Eu não acredito em normalidade. Eu tenho essa condição, que me permitiu estar em equilíbrio dinâmico – e o principal marcador pra isso é “eu estava feliz” – estava feliz enquanto eu era uma atleta de alto rendimento de esgrima, enquanto eu estava em movimento. Eu era uma só. Eu fui uma criança infeliz, fui uma adolescente infeliz. Quando eu saí da minha condição de atleta, eu não sabia mais quem eu era. Essa é uma dica importante, saber se você esta com ou sem o seu corpo. Você começa a abusar o seu corpo, a maltratar seu corpo. Porque seu corpo é seu, está em terceira pessoa. Você tem uma existência qualquer, essencial, separada dele. Isso se inaugurou quando me tiraram da identidade de atleta.

Marilia Coutinho
VIII Encontro Internacional de Esportes e Educação Física - Instituto Phorte - 31 de julho de 2011 / Acervo pessoal

Marília saiu da vida acadêmica e entrou para a academia de ginástica. Porém até descobrir exatamente o que estava procurando, o processo de tatear no escuro foi complicado. E a maneira como a atividade física é oferecida nas redes de academia normalmente também tem aspectos de alienação corporal, de obsessão com padrões estéticos.

O ambiente das academias tradicionais é tóxico, a futilidade da formulatria é tóxico. E é também negação do corpo. O corpo, se fosse cultuado, seria lindo, seria o culto à vida. Mas o que existe é o culto à morte, o culto à forma. A Real Doll é um brinquedo erótico, uma mulher de silicone, que custa 14 mil euros. Ela tem temperatura, viscosidade, fica molhada. Me deu um arrepio quando vi aquilo. Porque eram cadáveres perfeitos. Foi quando me deu esse clique: formulatria é muito parecido com necrofilia. Eles nos querem mortas. Isso é o que os ambientes de treinamento tradicionais fazem.
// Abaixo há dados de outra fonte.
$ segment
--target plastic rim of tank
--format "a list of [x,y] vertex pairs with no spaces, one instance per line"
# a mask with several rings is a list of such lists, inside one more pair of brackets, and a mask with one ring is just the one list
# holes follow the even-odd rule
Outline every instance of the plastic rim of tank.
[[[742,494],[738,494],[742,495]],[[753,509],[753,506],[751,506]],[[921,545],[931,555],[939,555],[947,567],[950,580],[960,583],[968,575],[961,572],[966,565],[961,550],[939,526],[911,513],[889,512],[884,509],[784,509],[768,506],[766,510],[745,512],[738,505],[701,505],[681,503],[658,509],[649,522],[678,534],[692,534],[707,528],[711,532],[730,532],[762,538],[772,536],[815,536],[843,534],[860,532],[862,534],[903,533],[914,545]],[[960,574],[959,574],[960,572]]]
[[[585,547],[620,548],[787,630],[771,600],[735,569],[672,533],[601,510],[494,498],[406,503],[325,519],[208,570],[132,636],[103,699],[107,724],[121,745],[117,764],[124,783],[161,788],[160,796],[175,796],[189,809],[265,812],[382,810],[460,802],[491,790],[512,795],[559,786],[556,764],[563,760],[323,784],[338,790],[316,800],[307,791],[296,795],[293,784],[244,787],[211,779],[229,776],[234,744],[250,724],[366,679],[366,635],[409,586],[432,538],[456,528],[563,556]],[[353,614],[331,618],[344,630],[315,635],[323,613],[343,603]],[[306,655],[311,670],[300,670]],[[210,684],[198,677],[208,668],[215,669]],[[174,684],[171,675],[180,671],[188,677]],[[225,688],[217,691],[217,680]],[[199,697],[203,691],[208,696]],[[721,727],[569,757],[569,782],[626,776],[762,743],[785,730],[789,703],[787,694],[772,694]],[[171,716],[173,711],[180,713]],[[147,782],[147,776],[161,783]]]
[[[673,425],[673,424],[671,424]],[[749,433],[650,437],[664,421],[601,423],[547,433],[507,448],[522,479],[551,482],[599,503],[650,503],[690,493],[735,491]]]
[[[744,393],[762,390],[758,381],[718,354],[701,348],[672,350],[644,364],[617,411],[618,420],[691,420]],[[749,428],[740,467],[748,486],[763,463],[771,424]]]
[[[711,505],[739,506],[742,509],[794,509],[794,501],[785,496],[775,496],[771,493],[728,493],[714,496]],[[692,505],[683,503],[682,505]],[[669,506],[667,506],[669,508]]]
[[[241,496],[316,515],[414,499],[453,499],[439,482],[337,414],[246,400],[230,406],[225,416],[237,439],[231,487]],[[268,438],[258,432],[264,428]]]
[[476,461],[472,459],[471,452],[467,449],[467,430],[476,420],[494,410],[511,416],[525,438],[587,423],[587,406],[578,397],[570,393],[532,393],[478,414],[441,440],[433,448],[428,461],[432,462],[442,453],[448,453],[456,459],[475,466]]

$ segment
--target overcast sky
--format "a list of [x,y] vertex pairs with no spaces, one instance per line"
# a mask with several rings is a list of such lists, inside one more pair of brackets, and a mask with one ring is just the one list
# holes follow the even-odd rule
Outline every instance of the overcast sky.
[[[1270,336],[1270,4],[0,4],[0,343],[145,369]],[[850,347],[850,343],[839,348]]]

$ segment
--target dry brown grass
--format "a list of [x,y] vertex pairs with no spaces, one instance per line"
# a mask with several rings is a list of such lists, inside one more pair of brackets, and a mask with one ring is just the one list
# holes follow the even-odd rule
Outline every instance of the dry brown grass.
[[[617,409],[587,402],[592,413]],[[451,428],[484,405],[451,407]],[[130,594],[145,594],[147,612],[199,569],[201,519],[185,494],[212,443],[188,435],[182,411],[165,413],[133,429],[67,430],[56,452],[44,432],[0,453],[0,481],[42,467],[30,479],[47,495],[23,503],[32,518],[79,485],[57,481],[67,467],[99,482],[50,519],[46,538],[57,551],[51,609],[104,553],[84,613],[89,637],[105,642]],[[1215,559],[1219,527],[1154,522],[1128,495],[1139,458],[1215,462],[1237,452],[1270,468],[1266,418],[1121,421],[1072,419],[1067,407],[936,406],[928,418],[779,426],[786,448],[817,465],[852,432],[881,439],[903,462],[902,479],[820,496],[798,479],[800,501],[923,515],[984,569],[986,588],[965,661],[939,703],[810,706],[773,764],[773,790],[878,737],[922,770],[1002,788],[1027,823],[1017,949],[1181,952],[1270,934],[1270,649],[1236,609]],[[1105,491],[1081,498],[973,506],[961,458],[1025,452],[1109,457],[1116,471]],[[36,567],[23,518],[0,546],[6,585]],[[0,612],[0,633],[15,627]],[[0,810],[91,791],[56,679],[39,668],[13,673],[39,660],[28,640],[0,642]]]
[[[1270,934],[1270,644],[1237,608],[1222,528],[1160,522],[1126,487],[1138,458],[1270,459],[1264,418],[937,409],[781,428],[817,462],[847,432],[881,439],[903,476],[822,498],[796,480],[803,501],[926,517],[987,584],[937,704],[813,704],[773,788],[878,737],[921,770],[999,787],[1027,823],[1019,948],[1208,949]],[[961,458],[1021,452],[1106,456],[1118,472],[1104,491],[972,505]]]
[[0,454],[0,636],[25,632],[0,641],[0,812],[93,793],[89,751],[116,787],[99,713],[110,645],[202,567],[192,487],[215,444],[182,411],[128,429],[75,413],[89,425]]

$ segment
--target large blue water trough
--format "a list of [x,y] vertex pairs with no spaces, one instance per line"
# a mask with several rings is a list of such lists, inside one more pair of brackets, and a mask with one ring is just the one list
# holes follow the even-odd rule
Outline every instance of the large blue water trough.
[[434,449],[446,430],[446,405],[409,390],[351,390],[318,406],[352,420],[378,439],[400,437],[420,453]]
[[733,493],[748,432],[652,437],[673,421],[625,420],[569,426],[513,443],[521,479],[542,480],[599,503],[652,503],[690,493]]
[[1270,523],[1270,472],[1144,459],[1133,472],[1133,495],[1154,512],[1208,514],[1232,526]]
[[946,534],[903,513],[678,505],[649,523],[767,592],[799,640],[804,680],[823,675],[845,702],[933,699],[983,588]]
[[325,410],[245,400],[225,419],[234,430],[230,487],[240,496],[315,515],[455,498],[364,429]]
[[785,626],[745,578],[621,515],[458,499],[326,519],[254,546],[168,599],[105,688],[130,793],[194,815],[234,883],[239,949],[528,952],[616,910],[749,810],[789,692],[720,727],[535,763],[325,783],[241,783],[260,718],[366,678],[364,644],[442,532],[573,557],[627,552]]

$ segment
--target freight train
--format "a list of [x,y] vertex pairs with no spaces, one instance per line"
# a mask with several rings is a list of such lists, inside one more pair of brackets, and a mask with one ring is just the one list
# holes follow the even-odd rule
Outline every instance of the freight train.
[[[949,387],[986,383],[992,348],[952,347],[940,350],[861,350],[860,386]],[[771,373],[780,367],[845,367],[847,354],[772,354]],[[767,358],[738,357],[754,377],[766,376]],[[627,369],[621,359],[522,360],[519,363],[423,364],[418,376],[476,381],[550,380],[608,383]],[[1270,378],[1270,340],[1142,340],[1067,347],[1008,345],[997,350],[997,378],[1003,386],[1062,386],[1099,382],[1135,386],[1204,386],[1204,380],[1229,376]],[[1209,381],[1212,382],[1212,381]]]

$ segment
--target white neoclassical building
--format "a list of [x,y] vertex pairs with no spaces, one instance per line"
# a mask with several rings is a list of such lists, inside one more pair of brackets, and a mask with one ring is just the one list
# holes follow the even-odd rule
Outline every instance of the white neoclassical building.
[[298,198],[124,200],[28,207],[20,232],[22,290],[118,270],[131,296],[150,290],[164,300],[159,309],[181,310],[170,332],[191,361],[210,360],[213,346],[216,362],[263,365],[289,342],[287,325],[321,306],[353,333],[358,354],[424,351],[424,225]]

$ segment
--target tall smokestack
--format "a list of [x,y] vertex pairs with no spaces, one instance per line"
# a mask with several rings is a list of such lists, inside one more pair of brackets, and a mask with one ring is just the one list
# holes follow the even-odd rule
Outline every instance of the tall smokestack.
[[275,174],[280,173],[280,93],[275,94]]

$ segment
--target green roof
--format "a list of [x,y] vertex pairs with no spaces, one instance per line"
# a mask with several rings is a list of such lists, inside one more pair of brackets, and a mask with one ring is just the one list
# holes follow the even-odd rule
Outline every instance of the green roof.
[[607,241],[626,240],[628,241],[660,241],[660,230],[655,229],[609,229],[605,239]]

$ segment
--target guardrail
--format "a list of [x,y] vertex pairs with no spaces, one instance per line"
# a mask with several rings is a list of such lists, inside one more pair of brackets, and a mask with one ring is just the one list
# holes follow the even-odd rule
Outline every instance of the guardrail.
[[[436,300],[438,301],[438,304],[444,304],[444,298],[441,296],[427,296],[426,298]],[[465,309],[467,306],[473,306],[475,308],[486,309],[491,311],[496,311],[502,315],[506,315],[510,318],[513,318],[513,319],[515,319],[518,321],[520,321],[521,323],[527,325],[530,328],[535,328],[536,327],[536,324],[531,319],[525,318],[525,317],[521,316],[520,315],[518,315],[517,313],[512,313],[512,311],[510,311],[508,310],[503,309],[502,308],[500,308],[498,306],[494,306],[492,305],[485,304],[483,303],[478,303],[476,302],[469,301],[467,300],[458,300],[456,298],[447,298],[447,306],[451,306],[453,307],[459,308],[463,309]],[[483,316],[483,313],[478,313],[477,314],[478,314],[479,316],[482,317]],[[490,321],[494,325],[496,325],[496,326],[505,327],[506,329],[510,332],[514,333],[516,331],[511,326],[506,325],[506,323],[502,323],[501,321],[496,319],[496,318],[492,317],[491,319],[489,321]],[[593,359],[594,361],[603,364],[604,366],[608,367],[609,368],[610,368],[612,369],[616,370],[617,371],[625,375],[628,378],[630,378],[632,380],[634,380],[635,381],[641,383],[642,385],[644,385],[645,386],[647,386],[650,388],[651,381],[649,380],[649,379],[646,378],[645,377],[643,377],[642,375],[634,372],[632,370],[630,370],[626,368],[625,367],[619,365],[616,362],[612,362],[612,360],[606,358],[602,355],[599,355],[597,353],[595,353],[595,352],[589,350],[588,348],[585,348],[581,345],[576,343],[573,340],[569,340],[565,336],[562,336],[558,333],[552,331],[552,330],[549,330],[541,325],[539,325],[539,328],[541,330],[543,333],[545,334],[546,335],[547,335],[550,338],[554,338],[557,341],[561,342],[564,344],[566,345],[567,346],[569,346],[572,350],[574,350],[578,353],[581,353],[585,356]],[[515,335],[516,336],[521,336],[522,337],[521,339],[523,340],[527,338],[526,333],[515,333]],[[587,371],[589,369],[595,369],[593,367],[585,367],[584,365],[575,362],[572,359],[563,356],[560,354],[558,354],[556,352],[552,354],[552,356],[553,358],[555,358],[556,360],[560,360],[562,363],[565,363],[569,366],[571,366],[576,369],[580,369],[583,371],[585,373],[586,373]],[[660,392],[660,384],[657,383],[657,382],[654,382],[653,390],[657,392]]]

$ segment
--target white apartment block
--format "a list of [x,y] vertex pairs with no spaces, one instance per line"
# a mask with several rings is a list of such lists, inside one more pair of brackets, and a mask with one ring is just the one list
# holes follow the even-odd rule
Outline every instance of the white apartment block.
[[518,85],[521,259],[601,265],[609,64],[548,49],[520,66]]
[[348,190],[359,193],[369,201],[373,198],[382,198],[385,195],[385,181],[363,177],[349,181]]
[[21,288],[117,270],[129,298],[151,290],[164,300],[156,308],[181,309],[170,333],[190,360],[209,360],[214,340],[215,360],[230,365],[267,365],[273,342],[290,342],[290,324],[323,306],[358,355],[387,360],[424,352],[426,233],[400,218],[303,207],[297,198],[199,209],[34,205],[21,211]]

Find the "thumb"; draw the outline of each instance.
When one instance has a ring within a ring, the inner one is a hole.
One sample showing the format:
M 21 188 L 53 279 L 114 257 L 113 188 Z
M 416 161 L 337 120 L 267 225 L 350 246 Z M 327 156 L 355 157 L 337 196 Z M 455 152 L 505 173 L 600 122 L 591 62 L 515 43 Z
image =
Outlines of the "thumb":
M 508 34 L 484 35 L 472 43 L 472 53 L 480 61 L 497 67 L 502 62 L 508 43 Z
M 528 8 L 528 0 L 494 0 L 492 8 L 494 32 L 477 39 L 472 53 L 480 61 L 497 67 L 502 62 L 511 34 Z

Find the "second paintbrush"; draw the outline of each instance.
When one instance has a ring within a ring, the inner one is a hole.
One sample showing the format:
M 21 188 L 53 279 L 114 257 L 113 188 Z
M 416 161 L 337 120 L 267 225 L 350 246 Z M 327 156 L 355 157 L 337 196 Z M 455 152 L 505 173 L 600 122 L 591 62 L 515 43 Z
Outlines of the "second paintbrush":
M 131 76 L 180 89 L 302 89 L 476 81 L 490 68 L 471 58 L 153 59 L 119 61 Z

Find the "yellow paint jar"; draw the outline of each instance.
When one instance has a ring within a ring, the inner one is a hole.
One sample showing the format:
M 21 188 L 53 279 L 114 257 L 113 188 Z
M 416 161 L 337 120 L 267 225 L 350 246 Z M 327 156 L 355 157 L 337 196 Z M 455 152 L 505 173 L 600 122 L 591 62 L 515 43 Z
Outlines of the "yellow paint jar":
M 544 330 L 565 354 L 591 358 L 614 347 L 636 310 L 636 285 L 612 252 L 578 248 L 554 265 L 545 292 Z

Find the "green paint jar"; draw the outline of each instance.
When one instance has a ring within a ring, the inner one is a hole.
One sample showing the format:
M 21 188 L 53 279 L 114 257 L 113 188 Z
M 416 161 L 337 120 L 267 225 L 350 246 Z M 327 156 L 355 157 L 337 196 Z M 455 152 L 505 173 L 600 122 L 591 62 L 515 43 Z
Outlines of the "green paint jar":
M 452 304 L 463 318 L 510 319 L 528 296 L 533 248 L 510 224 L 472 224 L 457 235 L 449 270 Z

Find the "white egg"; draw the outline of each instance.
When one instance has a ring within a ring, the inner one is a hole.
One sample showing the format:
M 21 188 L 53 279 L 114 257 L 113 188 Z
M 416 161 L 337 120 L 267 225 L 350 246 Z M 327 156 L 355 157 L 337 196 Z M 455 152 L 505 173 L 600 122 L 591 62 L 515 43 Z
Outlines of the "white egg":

Ela fala com paixão dos esportes de força. Tanta paixão que mesmo uma completa leiga (como eu) consegue enxergar a poesia na concentração necessária para levantar a carga – em como levantar peso pode ser uma forma de se sentir mais leve. Porém há resistência a uma mulher, sozinha, que se torna não apenas atleta de destaque mas também intelectual no assunto – Marília escreveu De Volta ao Básico, falando sobre técnica, fisiologia e história no powerlifting.

Mulheres atletas de força são rapidamente submetidas. Em geral são bem tratadas se são mulheres de alguém. São submissas, mais caladas. Os esportes de força são simbolicamente associados ao masculino. Se eu tivesse ido para a esgrima, eu não enfrentaria a mesma oposição.

Não existe nenhum segmento, nenhum setor da vida social que seja imune ao machismo. Todos são. Dentro da USP tem violência sexista, mas é diferente da que eu enfrento no dia-a-dia da política esportiva. O grande desafio é identificar as peculiaridades da expressão da violência sexista em cada segmento.